Global chess body elects new head amid claims of Moscow meddling


The global chess federation is set to vote for a new president on Wednesday, replacing its veteran, highly controversial Russian chief, amid allegations of undue influence exerted by Moscow.

The race to head one of the world's largest sporting federations will see former Russian deputy prime minister Arkady Dvorkovich run against current World Chess Federation (FIDE) deputy president, Georgios Makropoulos, who is Greek, and British grandmaster Nigel Short.

The vote on Wednesday will be held in the Georgian resort city of Batumi.

Whatever the result, the election will bring to an end the more than two decades-long reign of Kirsan Ilyumzhinov as president of the body uniting the world's 188 national chess federations.

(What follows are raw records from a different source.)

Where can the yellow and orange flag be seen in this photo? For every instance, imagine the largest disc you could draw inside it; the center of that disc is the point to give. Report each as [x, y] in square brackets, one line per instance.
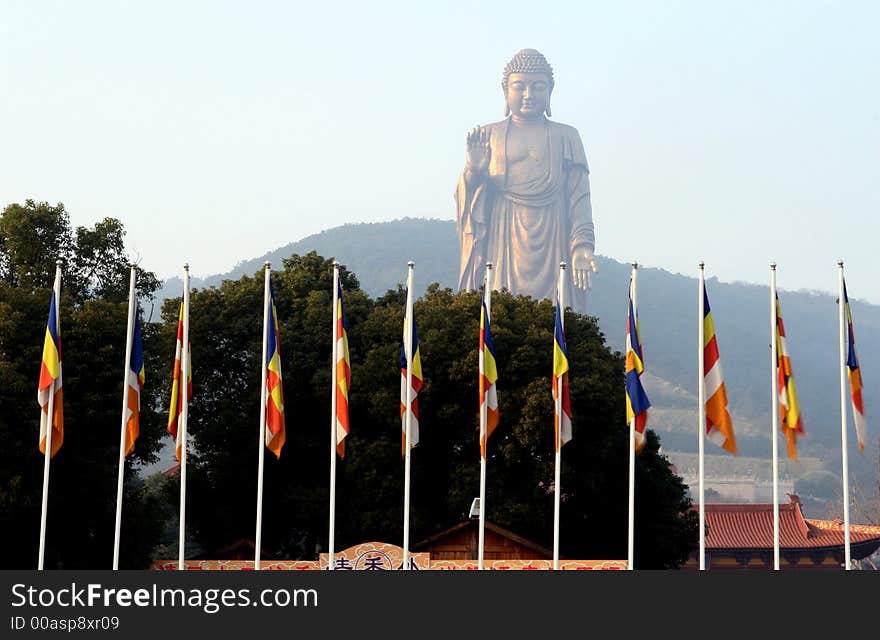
[488, 377]
[50, 383]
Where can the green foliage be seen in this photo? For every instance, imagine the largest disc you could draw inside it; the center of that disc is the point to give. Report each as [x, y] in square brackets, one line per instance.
[224, 416]
[93, 310]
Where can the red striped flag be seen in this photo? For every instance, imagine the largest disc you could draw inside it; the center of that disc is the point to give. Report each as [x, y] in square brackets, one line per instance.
[135, 386]
[175, 412]
[789, 409]
[719, 426]
[275, 433]
[343, 374]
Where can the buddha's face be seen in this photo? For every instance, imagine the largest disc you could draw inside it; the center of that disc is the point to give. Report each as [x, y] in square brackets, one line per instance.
[528, 94]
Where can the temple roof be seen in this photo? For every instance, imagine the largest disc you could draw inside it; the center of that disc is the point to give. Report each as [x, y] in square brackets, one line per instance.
[750, 526]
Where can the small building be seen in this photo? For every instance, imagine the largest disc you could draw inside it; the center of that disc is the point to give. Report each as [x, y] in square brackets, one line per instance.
[461, 542]
[740, 536]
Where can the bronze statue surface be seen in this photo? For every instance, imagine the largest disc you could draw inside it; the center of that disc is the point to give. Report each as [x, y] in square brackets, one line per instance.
[523, 198]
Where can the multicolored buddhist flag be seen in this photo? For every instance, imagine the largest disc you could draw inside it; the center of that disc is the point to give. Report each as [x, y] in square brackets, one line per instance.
[560, 374]
[343, 374]
[413, 394]
[50, 383]
[789, 409]
[275, 434]
[855, 376]
[637, 402]
[488, 378]
[175, 412]
[135, 381]
[719, 426]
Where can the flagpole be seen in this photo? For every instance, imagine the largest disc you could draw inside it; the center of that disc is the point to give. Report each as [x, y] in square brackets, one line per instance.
[132, 309]
[557, 477]
[261, 440]
[333, 383]
[774, 401]
[484, 405]
[184, 390]
[50, 416]
[701, 411]
[843, 442]
[408, 414]
[630, 565]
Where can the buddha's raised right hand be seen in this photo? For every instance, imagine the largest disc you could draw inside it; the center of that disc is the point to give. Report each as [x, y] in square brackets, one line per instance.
[478, 151]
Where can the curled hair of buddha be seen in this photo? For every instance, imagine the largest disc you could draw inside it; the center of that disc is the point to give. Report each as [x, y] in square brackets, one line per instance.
[527, 61]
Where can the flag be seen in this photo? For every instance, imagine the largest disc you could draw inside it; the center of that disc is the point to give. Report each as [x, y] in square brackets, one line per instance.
[417, 384]
[637, 402]
[789, 409]
[274, 434]
[719, 427]
[343, 374]
[175, 413]
[135, 386]
[488, 377]
[855, 376]
[562, 422]
[50, 383]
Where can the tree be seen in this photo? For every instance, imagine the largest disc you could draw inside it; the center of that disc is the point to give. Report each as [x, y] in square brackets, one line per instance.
[226, 325]
[82, 489]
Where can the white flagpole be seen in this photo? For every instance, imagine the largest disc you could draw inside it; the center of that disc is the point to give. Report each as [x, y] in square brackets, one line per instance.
[557, 477]
[261, 440]
[701, 412]
[184, 390]
[774, 400]
[843, 443]
[630, 565]
[408, 415]
[330, 559]
[487, 297]
[132, 309]
[50, 416]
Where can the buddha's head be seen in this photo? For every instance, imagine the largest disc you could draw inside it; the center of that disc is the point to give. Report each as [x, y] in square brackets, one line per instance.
[527, 83]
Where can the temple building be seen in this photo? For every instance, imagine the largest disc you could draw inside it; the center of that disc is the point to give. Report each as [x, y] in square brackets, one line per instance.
[740, 536]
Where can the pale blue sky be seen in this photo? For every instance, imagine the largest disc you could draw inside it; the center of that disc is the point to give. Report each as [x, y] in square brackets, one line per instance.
[734, 132]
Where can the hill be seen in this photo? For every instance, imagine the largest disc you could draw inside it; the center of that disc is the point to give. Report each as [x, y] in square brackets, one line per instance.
[378, 253]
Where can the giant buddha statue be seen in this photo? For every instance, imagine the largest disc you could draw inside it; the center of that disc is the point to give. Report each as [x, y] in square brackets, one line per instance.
[524, 196]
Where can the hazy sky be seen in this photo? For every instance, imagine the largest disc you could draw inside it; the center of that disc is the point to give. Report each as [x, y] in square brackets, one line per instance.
[734, 132]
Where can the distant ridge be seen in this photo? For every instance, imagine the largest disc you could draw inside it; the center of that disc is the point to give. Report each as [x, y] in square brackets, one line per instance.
[378, 252]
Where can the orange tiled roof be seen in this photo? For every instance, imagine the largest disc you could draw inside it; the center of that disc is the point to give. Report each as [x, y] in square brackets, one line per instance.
[750, 526]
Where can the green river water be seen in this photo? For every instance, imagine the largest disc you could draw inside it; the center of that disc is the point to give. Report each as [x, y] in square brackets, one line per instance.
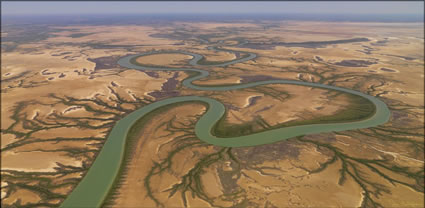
[95, 186]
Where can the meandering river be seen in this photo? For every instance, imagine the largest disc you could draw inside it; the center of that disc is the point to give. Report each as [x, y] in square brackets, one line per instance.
[94, 187]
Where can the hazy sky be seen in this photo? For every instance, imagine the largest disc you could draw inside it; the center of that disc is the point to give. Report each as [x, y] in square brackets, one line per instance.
[98, 7]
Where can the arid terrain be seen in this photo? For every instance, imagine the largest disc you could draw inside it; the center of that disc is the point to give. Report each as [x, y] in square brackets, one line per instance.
[62, 91]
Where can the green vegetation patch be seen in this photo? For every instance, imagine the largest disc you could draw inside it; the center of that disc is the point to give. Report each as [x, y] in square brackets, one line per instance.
[359, 109]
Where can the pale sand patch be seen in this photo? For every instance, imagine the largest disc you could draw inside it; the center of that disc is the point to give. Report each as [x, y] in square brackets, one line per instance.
[211, 182]
[36, 161]
[69, 132]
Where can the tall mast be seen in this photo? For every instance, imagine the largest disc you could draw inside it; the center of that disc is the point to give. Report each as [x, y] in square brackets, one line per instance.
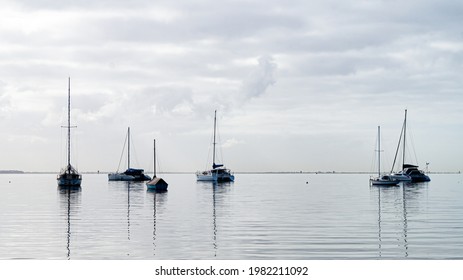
[154, 155]
[128, 147]
[69, 123]
[404, 131]
[214, 143]
[379, 151]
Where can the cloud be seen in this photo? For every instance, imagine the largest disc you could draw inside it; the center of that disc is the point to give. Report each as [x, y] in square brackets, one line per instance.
[263, 76]
[232, 142]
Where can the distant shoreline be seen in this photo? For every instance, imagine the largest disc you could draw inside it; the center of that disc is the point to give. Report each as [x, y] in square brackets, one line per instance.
[237, 172]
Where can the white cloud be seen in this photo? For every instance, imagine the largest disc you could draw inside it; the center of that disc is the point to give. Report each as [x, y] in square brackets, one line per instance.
[310, 73]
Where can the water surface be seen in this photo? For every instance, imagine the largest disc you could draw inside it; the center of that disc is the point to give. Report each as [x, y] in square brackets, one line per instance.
[260, 216]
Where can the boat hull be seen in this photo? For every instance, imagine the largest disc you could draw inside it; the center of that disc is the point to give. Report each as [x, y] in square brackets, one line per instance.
[212, 176]
[376, 182]
[128, 177]
[64, 181]
[157, 184]
[158, 188]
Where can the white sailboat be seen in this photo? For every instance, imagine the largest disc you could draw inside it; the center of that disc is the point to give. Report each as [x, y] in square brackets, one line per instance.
[218, 173]
[131, 174]
[382, 180]
[69, 176]
[157, 184]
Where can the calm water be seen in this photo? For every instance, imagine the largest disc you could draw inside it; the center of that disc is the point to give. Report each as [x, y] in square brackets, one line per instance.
[295, 216]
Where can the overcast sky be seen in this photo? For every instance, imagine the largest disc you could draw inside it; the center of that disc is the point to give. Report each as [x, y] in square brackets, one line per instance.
[298, 85]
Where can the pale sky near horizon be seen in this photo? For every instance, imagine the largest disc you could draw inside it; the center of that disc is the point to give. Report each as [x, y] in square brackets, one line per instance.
[298, 85]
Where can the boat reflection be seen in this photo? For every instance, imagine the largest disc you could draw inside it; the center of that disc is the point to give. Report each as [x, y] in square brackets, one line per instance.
[70, 203]
[218, 192]
[158, 199]
[395, 205]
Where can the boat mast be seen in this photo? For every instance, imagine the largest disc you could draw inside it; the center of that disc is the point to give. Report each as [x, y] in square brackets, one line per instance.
[214, 143]
[404, 131]
[128, 147]
[69, 124]
[154, 155]
[379, 152]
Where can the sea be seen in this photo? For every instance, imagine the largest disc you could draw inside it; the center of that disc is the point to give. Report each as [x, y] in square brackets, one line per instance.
[257, 217]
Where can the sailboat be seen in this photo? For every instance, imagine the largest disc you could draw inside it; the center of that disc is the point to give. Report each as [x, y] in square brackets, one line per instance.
[218, 173]
[384, 180]
[131, 174]
[157, 183]
[409, 172]
[69, 176]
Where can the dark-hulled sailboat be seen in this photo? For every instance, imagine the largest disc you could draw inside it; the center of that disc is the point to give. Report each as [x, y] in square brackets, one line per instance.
[69, 176]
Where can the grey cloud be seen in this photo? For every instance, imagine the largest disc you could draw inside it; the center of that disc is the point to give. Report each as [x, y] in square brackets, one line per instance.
[261, 78]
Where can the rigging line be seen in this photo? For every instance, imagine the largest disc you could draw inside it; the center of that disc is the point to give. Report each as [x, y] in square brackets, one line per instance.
[398, 147]
[122, 154]
[374, 157]
[220, 146]
[134, 152]
[413, 148]
[208, 163]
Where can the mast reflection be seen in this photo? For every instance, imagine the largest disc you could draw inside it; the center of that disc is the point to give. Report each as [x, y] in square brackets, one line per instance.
[157, 200]
[218, 193]
[69, 201]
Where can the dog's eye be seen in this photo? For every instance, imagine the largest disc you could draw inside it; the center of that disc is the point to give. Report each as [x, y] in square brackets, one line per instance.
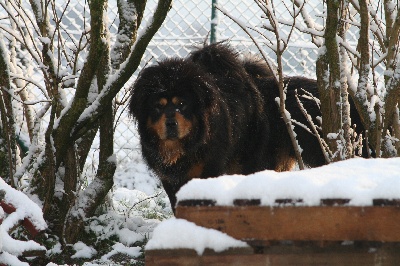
[158, 107]
[182, 106]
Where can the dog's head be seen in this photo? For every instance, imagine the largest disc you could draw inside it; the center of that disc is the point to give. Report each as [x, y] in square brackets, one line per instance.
[171, 117]
[171, 102]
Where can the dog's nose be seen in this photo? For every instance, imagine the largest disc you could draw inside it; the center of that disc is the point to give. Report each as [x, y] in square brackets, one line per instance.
[172, 128]
[171, 123]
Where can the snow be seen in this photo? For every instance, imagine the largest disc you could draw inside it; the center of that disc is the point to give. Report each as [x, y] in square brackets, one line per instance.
[178, 233]
[360, 180]
[83, 251]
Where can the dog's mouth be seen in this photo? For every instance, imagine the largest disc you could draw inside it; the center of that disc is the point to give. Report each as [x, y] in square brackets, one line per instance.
[171, 129]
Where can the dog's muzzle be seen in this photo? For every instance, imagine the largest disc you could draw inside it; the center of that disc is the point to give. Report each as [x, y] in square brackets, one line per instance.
[172, 128]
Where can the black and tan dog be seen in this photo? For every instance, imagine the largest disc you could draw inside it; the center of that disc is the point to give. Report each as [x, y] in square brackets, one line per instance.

The eccentric former leader of a Russian region claimed to have encountered aliens during a colourful career at the federation's helm that began in 1995.

Alleged pressure
The Kremlin's preferred candidate to head the global body, Dvorkovich, 46, served as a deputy prime minister for six years under president Vladimir Putin although he lost his post in May.

Putin in July publicly predicted Dvorkovich would win and wished him success.

Dvorkovich's bid for the FIDE presidency has prompted accusations of Moscow's attempting to influence the vote.

ChessBase website reported on allegations that Putin asked Israeli prime minister Benjamin Netanyahu to press his country to back Dvorkovich's in return for hosting a championship, citing an email apparently from an Israeli foreign ministry official.

Dvorkovich's closest rival, 65-year-old Makropoulos, in turn referred Dvorkovich and his team to the FIDE ethics commission over alleged attempts to influence Serbia's vote with "gifts" and "fraudulent sponsorships."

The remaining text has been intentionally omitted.